From the Guidelines
Acute pancreatitis is most commonly caused by gallstones and alcohol consumption, which together account for about 70-80% of all cases, as stated in the 2019 guidelines for the management of severe acute pancreatitis 1. The causes of acute pancreatitis can be categorized into several key areas, including:
- Gallstones, which can block the pancreatic duct and cause digestive enzymes to become trapped in the pancreas
- Alcohol consumption, which leads to pancreatitis through direct toxic effects on pancreatic cells and by causing protein plugs that block small pancreatic ducts
- Certain medications, such as azathioprine, 6-mercaptopurine, estrogens, tetracyclines, valproic acid, and thiazide diuretics
- Hypertriglyceridemia, especially levels above 1000 mg/dL
- Hypercalcemia
- Pancreatic trauma
- Post-ERCP complications
- Pancreatic tumors
- Infections Some cases are idiopathic, meaning no cause can be identified, and genetic factors can also play a role, particularly mutations in genes like PRSS1, SPINK1, and CFTR, as noted in the 2019 guidelines 1 and the AGA institute medical position statement on acute pancreatitis 1. The common pathway in all these causes involves premature activation of digestive enzymes within the pancreas rather than in the intestine, leading to autodigestion of pancreatic tissue, inflammation, and potentially severe complications if not promptly treated, as discussed in the 2019 guidelines for the management of severe acute pancreatitis 1. Key points to consider in the diagnosis and management of acute pancreatitis include:
- Establishing the etiology of the disease, which can be done in at least three fourths of patients, according to the AGA institute medical position statement on acute pancreatitis 1
- Using serum measurements, such as amylase or lipase level, triglyceride level, and calcium level, to diagnose and monitor the disease, as recommended in the 2019 guidelines for the management of severe acute pancreatitis 1
- Utilizing abdominal imaging, such as ultrasonography or CT scans, to evaluate the pancreas and surrounding tissues, as discussed in the AGA institute medical position statement on acute pancreatitis 1
- Considering the use of endoscopic ultrasonography (EUS) or endoscopic retrograde cholangiopancreatography (ERCP) in certain cases, such as suspected gallstone pancreatitis or pancreatic malignancy, as noted in the 2019 guidelines for the management of severe acute pancreatitis 1.
From the Research
Causes of Acute Pancreatitis
- Gallstones: Gallstones are one of the most common causes of acute pancreatitis, as stated in 2, 3, 4, 5.

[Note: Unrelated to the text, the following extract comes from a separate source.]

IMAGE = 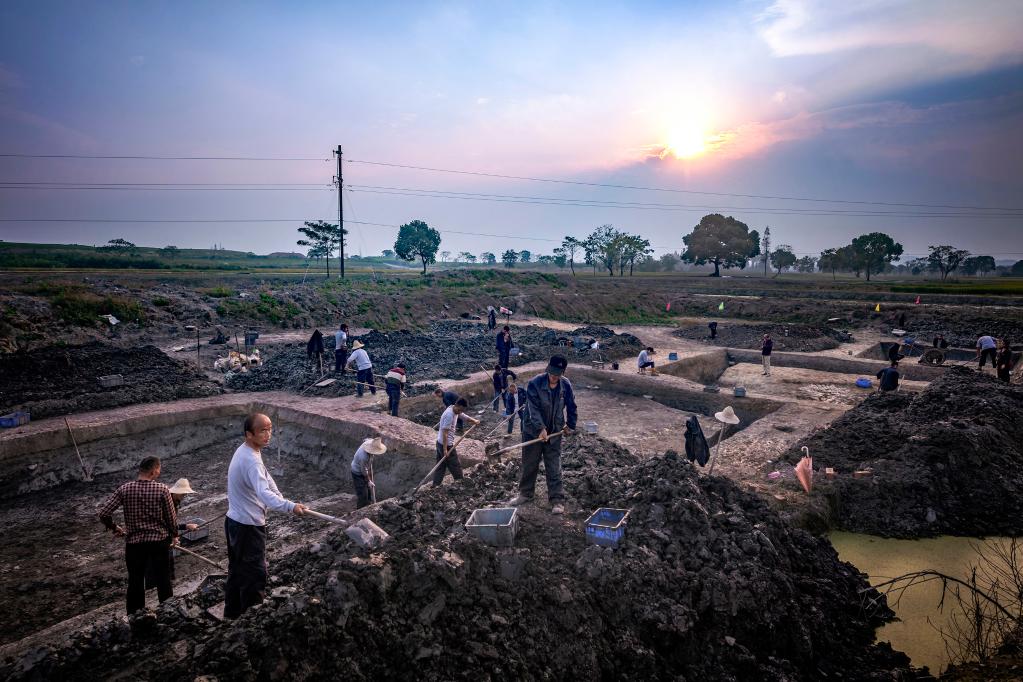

- Chronic alcohol use: Chronic alcohol use is another major cause of acute pancreatitis, as mentioned in 2, 3, 4, 5.
- Hypertriglyceridaemia: Hypertriglyceridaemia is a notable cause of acute pancreatitis, as stated in 3, 4.
- Drugs: Certain drugs, such as valproic acid, can cause acute pancreatitis, as reported in 6.
- Other causes: Other causes of acute pancreatitis include pancreas divisum, post-endoscopic retrograde cholangiopancreatography acute pancreatitis, and various other factors, as mentioned in 3, 4.
Risk Factors
- Pancreas divisum: Pancreas divisum is a cofactor for all forms of pancreatitis, as stated in 4.
- Hypertriglyceridemia: Hypertriglyceridemia is a cofactor for all forms of pancreatitis, as mentioned in 4.
- Alcohol abuse: Alcohol abuse is a major risk factor for acute pancreatitis, as reported in 2, 3, 4, 5.
- Gallstone disease: Gallstone disease is a major risk factor for acute pancreatitis, as stated in 2, 3, 4, 5.